Capitolo 6 - Alice
La mattina dopo vengo svegliata dalla sveglia del mio smartphone, ammetto di essermi girata nel letto tutta la notte pensando a cosa indossare.
Non voglio indossare una maglietta a maniche corte, le mie braccia non sono perfette, ci sono ancora segni viola e gialli e non voglio mettere un maglione.
Mi riaddormento e questa volta la voce di mio fratello mi sveglia o meglio mi fa saltare giù dal letto.
«ALICE!»
«ARRIVO!»
Decido d'indossare una maglietta a maniche lunghe per non lasciare scoperto un centimetro di pelle, e un foulard.
«Ti vuoi muovere? Non vorrai fare tardi il primo giorno?»
Che palle!
Mi lego i capelli e poi vado da Emily, sta dormendo tranquilla.
Scendo e raggiungo Garret.
«Sei pronta?»
A dire il vero no, ma non voglio deluderlo, quindi annuisco.
In macchina mio fratello cerca di rassicurarmi.
«Vedrai che andrà bene e non preoccuparti, Kristen si prenderà cura di Emily oggi».
Non rispondo.
Arrivati, ho voglia di scendere a prendere una boccata d’aria.
«A dopo».
Lo saluto con un bacio sulla guancia.
Apro lentamente la porta del bar, il campanello posto sulla porta tintinna segnalando il mio arrivo, mi guardo intorno.
Alcune persone sono sedute ai tavoli e due ragazzi aspettano al bancone.
«Giorno!»
Cerco di attirare l’attenzione di James.
«Ciao! Sei puntuale… Mi piace!»
Lo seguo nel suo studio, dove mi fa sedere, guardo per un attimo la foto di lui e mio fratello.

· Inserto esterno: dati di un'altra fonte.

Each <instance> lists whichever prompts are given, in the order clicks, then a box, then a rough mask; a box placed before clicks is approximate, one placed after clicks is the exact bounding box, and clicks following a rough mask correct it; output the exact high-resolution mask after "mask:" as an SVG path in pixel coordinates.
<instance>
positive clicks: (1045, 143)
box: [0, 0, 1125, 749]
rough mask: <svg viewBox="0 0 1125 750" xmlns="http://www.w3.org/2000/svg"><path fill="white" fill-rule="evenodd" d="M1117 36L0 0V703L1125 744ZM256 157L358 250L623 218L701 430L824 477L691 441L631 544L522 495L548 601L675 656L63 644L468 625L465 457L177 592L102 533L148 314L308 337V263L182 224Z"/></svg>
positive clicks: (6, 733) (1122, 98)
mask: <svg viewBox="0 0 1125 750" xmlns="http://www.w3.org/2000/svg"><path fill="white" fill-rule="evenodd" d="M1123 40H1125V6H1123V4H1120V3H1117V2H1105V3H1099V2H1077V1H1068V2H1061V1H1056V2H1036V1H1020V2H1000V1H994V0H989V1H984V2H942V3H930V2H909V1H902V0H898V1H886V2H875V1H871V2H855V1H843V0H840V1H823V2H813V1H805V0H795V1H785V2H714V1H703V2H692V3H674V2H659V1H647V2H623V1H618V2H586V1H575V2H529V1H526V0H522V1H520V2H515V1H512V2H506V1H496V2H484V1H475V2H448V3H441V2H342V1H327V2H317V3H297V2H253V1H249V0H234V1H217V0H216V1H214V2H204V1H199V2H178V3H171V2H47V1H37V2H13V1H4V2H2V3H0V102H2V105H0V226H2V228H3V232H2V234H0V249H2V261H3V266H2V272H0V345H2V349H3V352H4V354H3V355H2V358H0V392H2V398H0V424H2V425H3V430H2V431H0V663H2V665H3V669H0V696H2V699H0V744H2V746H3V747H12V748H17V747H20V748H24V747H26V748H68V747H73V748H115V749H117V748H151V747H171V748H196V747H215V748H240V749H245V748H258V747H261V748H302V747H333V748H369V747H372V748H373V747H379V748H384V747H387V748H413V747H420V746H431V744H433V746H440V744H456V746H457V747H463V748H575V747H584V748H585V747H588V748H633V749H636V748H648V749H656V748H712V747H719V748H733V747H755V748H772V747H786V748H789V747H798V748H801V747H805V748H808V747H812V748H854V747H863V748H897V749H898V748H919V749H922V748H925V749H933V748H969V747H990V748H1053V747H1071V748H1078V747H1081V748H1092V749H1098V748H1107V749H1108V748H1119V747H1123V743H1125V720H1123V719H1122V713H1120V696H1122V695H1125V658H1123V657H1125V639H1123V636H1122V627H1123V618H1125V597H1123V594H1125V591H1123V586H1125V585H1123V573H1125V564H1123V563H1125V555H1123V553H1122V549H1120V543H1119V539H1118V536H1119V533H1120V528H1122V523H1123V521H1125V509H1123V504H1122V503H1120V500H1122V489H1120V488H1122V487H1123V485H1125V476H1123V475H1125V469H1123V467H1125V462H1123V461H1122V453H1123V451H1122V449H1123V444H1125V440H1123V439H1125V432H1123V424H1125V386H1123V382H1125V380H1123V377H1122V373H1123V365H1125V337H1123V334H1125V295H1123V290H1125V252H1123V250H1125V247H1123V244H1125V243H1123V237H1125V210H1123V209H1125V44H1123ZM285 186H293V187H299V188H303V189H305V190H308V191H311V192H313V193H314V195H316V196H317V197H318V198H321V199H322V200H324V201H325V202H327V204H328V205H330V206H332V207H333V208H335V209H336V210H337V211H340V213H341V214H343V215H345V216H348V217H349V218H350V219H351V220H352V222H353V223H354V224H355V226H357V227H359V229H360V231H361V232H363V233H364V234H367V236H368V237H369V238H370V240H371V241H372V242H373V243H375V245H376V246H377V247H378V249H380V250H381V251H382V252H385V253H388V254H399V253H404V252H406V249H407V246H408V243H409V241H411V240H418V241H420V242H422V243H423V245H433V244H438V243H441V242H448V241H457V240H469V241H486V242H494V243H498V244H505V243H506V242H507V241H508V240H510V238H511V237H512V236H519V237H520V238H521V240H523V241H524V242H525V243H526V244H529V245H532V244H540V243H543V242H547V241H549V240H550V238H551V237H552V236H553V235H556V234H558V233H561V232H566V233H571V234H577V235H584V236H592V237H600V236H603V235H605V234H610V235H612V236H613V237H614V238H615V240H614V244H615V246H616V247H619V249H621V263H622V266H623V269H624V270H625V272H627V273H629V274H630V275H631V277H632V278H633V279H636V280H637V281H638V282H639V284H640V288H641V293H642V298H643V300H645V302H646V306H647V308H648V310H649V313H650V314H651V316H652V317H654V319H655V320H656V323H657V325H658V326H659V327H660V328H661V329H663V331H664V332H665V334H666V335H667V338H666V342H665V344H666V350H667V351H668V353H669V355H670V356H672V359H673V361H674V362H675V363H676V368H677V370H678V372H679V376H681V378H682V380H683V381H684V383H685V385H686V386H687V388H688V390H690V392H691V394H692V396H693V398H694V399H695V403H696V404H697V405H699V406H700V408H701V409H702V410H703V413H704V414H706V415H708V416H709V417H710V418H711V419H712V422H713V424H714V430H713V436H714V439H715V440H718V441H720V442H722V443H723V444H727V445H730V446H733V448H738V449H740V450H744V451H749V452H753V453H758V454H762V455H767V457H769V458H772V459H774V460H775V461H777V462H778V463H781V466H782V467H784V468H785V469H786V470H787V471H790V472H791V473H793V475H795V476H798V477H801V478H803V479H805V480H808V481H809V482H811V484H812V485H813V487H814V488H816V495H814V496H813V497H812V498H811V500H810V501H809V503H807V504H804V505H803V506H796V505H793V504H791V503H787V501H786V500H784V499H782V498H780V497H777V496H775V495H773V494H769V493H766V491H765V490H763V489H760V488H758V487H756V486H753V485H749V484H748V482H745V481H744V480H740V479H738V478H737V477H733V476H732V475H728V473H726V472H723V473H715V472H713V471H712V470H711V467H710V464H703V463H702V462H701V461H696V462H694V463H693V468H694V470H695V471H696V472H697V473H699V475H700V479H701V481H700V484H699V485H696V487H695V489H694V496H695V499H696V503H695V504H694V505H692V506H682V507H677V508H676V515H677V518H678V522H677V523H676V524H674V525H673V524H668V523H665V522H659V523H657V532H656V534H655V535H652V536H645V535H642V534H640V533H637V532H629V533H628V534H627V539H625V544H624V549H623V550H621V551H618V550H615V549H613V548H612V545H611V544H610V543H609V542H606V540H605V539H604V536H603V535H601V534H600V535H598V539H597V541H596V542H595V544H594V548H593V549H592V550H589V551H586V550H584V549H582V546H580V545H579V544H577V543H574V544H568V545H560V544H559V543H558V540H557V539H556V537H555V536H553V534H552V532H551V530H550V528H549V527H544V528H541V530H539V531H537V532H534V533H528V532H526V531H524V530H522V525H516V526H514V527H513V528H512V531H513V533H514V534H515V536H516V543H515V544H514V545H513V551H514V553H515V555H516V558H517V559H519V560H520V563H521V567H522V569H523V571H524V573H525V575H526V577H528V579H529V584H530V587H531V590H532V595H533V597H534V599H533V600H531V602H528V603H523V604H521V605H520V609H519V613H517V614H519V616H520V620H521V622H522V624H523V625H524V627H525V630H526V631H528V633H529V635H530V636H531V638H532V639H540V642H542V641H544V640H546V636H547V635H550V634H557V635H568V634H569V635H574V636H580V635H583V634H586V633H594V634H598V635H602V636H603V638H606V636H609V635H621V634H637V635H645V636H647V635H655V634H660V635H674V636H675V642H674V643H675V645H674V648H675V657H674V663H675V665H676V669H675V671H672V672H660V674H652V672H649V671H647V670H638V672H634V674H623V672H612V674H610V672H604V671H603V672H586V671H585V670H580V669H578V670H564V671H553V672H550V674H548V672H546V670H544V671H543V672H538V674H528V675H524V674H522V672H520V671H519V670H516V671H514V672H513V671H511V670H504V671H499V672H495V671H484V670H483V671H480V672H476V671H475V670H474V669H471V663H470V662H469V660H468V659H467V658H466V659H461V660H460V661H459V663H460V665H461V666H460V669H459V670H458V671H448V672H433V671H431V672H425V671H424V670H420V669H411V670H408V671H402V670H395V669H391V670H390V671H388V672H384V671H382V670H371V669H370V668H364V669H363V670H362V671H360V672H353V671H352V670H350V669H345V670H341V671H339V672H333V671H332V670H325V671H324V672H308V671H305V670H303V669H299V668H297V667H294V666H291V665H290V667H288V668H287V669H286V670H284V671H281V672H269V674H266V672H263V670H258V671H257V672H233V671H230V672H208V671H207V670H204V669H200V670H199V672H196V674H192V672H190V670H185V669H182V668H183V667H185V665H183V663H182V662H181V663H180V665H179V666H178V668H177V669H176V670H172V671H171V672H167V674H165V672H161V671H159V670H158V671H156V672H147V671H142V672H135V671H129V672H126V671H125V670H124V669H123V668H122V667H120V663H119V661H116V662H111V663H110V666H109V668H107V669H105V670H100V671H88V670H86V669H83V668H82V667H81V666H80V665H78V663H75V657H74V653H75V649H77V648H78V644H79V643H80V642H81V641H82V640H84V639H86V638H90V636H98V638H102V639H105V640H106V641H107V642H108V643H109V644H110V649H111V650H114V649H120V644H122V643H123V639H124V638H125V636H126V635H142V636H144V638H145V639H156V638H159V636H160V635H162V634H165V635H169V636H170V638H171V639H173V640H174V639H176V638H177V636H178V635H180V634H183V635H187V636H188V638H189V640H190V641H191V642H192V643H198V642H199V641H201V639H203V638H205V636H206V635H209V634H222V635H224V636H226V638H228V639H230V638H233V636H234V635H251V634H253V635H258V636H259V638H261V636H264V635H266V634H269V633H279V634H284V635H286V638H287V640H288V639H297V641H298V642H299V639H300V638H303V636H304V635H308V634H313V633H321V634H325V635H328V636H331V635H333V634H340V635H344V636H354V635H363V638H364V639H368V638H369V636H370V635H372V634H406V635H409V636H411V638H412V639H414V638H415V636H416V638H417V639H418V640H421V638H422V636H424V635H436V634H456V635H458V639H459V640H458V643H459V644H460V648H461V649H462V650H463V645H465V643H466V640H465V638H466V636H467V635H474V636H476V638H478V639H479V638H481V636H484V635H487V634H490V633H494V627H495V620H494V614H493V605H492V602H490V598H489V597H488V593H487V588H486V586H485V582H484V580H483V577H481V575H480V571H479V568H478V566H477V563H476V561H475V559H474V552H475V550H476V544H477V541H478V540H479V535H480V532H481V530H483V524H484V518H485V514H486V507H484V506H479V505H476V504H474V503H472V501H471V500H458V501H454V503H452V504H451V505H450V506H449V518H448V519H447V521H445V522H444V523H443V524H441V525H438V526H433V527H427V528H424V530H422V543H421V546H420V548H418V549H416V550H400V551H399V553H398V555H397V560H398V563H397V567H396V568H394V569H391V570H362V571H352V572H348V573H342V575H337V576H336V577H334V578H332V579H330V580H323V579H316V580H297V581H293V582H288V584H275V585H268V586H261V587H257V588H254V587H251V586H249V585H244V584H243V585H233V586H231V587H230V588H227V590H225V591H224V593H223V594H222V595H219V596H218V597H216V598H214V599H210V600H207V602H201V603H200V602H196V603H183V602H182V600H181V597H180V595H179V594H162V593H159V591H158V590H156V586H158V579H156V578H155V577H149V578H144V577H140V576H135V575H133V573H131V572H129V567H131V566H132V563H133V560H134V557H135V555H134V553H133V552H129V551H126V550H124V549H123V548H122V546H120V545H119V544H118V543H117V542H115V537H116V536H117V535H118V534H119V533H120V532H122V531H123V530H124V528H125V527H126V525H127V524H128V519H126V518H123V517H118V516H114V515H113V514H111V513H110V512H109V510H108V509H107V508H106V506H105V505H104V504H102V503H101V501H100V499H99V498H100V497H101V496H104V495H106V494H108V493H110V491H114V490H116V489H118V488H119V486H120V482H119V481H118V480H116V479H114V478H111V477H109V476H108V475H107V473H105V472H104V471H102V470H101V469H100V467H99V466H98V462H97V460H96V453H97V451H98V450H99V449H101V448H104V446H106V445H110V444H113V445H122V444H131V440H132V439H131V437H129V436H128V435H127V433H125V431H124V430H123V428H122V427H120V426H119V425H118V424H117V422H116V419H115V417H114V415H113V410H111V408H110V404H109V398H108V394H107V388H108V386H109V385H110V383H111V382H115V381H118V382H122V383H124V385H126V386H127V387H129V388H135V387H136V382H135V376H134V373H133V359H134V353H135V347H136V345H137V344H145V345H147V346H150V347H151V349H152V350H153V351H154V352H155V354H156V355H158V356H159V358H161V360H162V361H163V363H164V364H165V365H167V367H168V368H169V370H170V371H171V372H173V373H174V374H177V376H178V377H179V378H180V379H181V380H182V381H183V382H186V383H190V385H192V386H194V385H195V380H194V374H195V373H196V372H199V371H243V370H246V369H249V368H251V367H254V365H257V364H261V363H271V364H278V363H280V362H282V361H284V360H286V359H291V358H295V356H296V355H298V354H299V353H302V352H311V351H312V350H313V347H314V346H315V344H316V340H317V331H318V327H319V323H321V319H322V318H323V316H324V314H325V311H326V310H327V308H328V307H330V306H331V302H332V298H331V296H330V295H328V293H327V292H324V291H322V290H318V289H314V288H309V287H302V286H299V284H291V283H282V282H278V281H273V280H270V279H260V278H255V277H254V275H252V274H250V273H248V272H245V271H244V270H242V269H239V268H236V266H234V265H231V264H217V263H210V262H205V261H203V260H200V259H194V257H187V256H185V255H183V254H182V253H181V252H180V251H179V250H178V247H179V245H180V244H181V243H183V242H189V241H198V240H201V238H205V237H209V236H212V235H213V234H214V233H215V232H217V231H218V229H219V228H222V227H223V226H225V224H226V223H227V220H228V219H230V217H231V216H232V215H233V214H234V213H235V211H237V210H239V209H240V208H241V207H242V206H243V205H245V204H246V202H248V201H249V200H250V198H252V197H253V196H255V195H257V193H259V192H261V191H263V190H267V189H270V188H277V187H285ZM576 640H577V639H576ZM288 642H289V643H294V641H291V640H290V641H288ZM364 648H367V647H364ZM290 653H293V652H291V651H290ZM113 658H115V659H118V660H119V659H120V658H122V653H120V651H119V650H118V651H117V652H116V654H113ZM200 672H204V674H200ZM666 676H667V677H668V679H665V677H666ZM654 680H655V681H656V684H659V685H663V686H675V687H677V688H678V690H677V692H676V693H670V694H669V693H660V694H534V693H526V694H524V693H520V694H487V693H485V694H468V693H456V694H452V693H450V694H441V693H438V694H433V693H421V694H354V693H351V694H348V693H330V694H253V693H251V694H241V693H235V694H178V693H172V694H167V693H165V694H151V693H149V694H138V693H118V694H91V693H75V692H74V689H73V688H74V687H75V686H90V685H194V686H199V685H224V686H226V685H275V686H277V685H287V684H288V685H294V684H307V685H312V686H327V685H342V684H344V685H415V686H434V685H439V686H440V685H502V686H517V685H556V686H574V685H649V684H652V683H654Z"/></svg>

Sorrido un po’ per poi girarmi verso di lui e iniziare a giocare con le dita sulle gambe, aspetto che sia lui a rompere il ghiaccio facendomi spiegare cosa devo fare e come muovermi nel bar.
«Sai che Emily ha fatto una scommessa? Ha detto che se avveleno i clienti dovrò offrirle una doppia dose di cioccolata se vinco io smetterà di berla.»
«Spero sinceramente che tutti ne escono vivi, ma in caso contrario, ho delle pale in macchina che torneranno utili per nascondere le prove».
Scherza, si alza e poi mi porge la divisa.
«Ecco questa è tua… benvenuta a bordo.»
«Grazie mille, spero di essere in grado».
Mi vado a cambiare.
Mi guardo allo specchio e grazie a Dio non indosso un’uniforme a maniche corte con minigonna o pantaloncini.
Sospiro.
Torno al bancone dove James mi aspetta.